Егерь изобразил на лице хитроватую усмешку:

— Во-первых, из-за уважения к гостю, которым я являюсь. А во-вторых, чтобы во второй половине дня решить и ваши насущные депутатские проблемы. Ведь что получается? Служебные квартиры вы хотите приватизировать. На трамваях и автобусах вам ездить не с руки — требуете персональные машины. От телефонных переговоров и международных поездок, на которые выделяет деньги область, вы тоже отказываться не собираетесь. Без воды, света и кондиционеров сидеть в здании думы не желаете. А кто, извините, платить за все это будет? Рокфеллер? Никто не будет, пока вы не примете закон о приватизации. А примем соответствующее постановление, тогда кто-нибудь из отечественных или зарубежных Рокфеллеров купит объекты и исправно начнет платить областные налоги, часть которых будет выделяться на содержание думы. Что тут непонятного?

— Господа! — обернувшись к залу, воскликнул все тот же либерал. — Нас пытаются подкупить!

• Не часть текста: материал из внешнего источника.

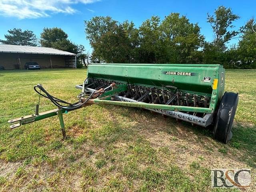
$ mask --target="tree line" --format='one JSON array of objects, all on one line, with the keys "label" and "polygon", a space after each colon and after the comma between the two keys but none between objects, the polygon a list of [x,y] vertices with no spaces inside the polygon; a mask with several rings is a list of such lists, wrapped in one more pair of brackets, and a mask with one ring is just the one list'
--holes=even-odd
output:
[{"label": "tree line", "polygon": [[[205,40],[197,23],[178,13],[161,20],[153,16],[138,28],[127,20],[122,22],[110,16],[95,16],[85,20],[86,38],[93,48],[92,62],[124,63],[218,64],[226,68],[256,68],[256,21],[252,18],[234,30],[234,22],[240,18],[229,8],[220,6],[206,21],[214,38]],[[45,28],[38,40],[33,32],[20,29],[8,30],[4,44],[52,47],[77,54],[78,66],[89,62],[89,54],[81,45],[69,39],[58,28]],[[237,45],[228,46],[239,38]],[[86,62],[87,60],[87,63]]]},{"label": "tree line", "polygon": [[[206,21],[214,39],[205,40],[197,23],[171,13],[161,20],[147,19],[138,28],[132,22],[120,22],[110,16],[84,21],[87,38],[93,49],[93,62],[218,64],[226,68],[256,68],[256,22],[250,20],[238,30],[240,18],[231,9],[219,6]],[[238,44],[228,47],[240,37]]]}]

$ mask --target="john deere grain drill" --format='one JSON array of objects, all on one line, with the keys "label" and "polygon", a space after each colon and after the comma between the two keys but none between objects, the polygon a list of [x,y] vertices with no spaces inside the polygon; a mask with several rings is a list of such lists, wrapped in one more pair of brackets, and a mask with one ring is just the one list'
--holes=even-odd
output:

Но его возглас повис в тишине. Лишь на галерке, в конце зала, где располагались члены фракции экологов, послышался недовольный ропот. Егерь не обратил на отдельные реплики никакого внимания и повернулся к спикеру:

— Ну что, Александр Серафимович, я предлагаю вынести проект закона о приватизации на обсуждение. Народные избранники молчат, а молчание, как известно, знак согласия.

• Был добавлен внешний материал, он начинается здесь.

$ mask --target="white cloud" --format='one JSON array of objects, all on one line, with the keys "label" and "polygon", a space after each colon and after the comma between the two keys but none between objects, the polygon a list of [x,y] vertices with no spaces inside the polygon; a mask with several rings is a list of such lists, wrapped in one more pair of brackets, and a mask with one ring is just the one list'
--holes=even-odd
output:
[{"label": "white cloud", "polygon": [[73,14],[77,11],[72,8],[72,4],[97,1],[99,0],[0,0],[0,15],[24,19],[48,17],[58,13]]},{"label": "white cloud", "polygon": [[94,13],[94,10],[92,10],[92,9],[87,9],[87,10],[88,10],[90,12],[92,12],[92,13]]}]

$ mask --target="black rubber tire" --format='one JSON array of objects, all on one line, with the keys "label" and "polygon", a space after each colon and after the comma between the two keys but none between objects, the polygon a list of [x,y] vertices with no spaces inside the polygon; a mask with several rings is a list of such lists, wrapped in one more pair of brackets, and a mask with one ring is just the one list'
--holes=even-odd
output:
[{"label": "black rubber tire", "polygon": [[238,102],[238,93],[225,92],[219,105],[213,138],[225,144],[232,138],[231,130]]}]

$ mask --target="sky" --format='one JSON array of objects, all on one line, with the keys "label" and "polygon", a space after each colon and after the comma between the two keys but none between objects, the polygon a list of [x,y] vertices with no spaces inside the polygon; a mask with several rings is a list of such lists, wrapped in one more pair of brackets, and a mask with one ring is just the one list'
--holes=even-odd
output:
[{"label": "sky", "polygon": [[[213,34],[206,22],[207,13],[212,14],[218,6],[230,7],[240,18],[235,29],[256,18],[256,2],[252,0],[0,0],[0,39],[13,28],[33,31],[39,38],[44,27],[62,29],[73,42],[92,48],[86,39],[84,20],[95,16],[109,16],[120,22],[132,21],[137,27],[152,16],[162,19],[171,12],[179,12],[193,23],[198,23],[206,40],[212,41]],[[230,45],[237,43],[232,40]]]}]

Хоттабыч опустил голову, посмотрел на лежащий перед ним листок с повесткой дня и напротив заголовка «О льготном налогообложении средств массовой информации» нарисовал карандашом знак вопроса. Но все же он не хотел полностью отдавать инициативу в руки губернатора, он не хотел, хотя и понимал, что силки и уловки, к которым прибег Егерь, были заранее продуманы и расставлены с большой точностью.

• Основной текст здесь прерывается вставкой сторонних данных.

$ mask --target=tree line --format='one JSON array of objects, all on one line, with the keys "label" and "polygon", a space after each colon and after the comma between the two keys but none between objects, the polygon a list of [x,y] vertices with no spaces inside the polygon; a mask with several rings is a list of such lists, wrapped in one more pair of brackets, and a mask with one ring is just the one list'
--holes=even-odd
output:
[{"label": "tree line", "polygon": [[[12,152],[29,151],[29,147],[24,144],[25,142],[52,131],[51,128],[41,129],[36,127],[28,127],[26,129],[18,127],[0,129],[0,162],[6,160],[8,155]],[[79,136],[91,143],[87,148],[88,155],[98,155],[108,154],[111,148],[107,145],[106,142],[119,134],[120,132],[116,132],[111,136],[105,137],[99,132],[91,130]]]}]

— Ну так что? — напомнил о себе из ложи губернатор и обратился к спикеру: — Будем дела решать или шушукаться?

— Пусть сначала выскажутся представители фракций, — Хоттабыч постарался уйти от прямого ответа.

— А что тут решать, если нас загнали в угол! — поднялся со своего места председатель фракции коммунистов. — Александр Серафимович, выносите вопрос на голосование в первом чтении, и дело с концом.

Хоттабыч поднялся и, прежде чем включить огромное табло, обратился к залу:

— Коллеги, я вас очень прошу отнестись к голосованию со всей ответственностью. Избиратели не простят нам ошибки. Никогда. Итак, кто за то, чтобы принять закон о приватизации водообъектов…

В зале воцарилась полная тишина. Каждому из народных избранников отводилась всего лишь минута, чтобы он смог сделать свой выбор. Всего лишь минута, хотя сам Хоттабыч был на все сто процентов уверен, что такой сложный вопрос выносить на голосование было преждевременно. Он достал из кармана упаковку с валидолом и, вытащив таблетку, невидимым движением послал ее в рот. Черт побери, даже при выяснении отношений с дочерью он так не волновался. Затем, вздохнув, он протянул руку к аппарату для голосования и нажал на кнопку «против».

На табло забегали строчки. Засунув правую руку под пиджак, он чувствовал, как выпрыгивает из груди сердце. За приватизацию проголосовали 51 человек. «Сколько же воздержалось? — успел подумать Хоттабыч, и в то же время табло показало результат: воздержавшихся 13. Спикер провел ладонью по холодному лбу и опустил голову: в зале находилось 116 депутатов. Большинством голосов закон был отклонен — 52 депутата выступили против.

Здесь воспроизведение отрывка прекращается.